Tennis World Tour 2 swings for strategy and success

For far too long it’s felt like tennis has been underrepresented in video games. Fond memories of Top Spin and Virtua Tennis are steadily becoming more and more rose tinted as each year goes by, and a promised renaissance in 2018 felt more like a player coming back from injury a few months too soon. 2020’s crop of tennis games have demonstrated much more promise so far.

The first Tennis World Tour was not particularly well received, with developer Breakpoint deciding to explore a number of new and intriguing ideas within the usual tennis formula, ultimately taking the game away from what tennis fans really wanted to see. It was like, after staggering through the desert for days and finding yourself in an oasis, being handed a bottle of thick and syrupy fruit juice. It left you just as thirsty, if not more-so.

So for the sequel, Nacon have kept some of the same intent, of trying to capture the more strategic elements of the game, but blended it with more of the traditional style of tennis game that gamers know and love. Gone is a lot of the predictive nature of the first game, the cards system has been retuned, and you’re given much more feedback on how you’re playing. To pull this off, they’ve turned to Big Ant Studios, the team behind their own homegrown AO Tennis series.

Without a tutorial in the preview build to lead us into the renewed gameplay, it was a struggle to get to grips with the game. The timing, the placement, the leeway that you have in shot selection; this is not a simple pick up and play arcade game like Virtua Tennis, and instead hews closer to the likes of AO Tennis 2 (quelle surprise) and Top Spin.

As you position yourself on the court, you power up your shot (whether flat, top spin, slice, lob or whatever0, letting go at hopefully just the right time to swing and send the ball flying back across the court. Get the timing wrong and your accuracy can be way off, either dropping the ball short without enough power, or flying long and losing you the point, but get the timing just right and you’ll hit the sweet spot, able to nail the white line and put your opponent under pressure. There’s a rhythm to it, and it’s this that I struggled to consistently get right, but there was always instant feedback from the game to say whether I was on time, too early or too late.

Simpler to grasp is the new serve system, with an initial gauge swinging from left to right above your player to time your toss and serving action. Get it your second button press just right, and the shot is straighter and with more power.

Tennis World Tour 2 retains some of those more strategic elements from the original, with player stamina having an impact through a match. You can see the stamina levels of both yourself and your opponent draining through longer rallies and service games, potentially giving you a lifeline as unforced errors creep into their game or pushing you to play more conservatively.

The cards system also returns, intending to add more variability to a match and capturing the way that a close game can swing back and forth, but has been reworked to be a more active part of gameplay instead of being more passive buffs. You can select five cards and trigger them them mid-match, letting you boost your player in Endurance, Power, Precision and Agility.
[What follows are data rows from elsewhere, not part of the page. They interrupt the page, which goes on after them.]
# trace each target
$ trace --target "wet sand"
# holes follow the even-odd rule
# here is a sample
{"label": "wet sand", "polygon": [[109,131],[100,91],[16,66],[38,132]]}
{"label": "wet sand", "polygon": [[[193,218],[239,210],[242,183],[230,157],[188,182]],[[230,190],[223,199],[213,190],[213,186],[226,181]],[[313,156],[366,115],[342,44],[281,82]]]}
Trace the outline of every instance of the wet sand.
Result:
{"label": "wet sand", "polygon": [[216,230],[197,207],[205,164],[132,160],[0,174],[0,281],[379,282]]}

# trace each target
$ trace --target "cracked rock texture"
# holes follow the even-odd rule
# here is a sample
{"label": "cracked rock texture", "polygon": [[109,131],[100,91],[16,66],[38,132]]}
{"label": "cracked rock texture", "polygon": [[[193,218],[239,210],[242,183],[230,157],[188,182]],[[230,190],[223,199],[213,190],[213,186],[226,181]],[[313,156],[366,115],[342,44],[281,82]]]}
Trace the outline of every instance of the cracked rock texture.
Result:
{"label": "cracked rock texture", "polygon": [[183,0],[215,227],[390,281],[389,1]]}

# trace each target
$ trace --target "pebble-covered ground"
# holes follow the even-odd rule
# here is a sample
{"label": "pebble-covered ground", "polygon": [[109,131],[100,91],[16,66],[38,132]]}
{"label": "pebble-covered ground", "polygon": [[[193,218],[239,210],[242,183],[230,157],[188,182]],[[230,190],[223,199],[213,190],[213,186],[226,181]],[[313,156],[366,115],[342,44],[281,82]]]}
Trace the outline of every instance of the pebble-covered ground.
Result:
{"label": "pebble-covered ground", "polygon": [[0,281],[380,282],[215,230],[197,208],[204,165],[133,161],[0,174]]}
Some cards, however, affect and diminish your opponent and it’s this that feels a bit too game-like about the system, in my opinion.

At the very least, all of the percentage-based buffs and debuffs mean that they’re relatively slight modifiers, and despite them being picked out of packs bought from a store on the main menu, you can only earn in-game currency from actually playing the game, not microtransactions.

The other thing I can’t shake is that, even with the promise of twice as many character animations in the game, there’s still a certain rigidity to the players and the actions they take on court. There can be snaps from one animation to another, I sometimes felt that the game didn’t want to let me change direction once I spotted that a drop shot was coming in, and it definitely felt like there was just a single animation for losing a point. Hopefully the final weeks of polish can help smooth out some of the rougher edges here.

The game launches with a decent selection of game modes, from exhibition matches to a career and online. A Tournament section will feature the as yet unannounced licensed tournaments, as well as a Tie Break Tens mode for ultra-fast quick-fire matches. One neat addition is the ability to save and resume a match, letting you line up a five set epic without also having to carve out a few hours of uninterrupted time in order to finish it.

There’s also doubles, which was conspicuous by its absence from the first game, and adds a very different style of tennis to the game, where lightning fast reactions are needed to win. This mode can also be taken online, with two players to a console, though strangely not with players spread across four consoles.

Putting all of this in practice, Tennis World Tour 2 plays a decent game of tennis once you get used to it. There’s a definite learning curve as you settle into the groove to find the right shot timing rally after rally, and from that point on the strategy of a point, game, set and match can start to come to the fore. Tennis World Tour 2 is certainly a safer take on the sport than the original was, but sometimes you’ve just got to land a shot in court to stay in the rally.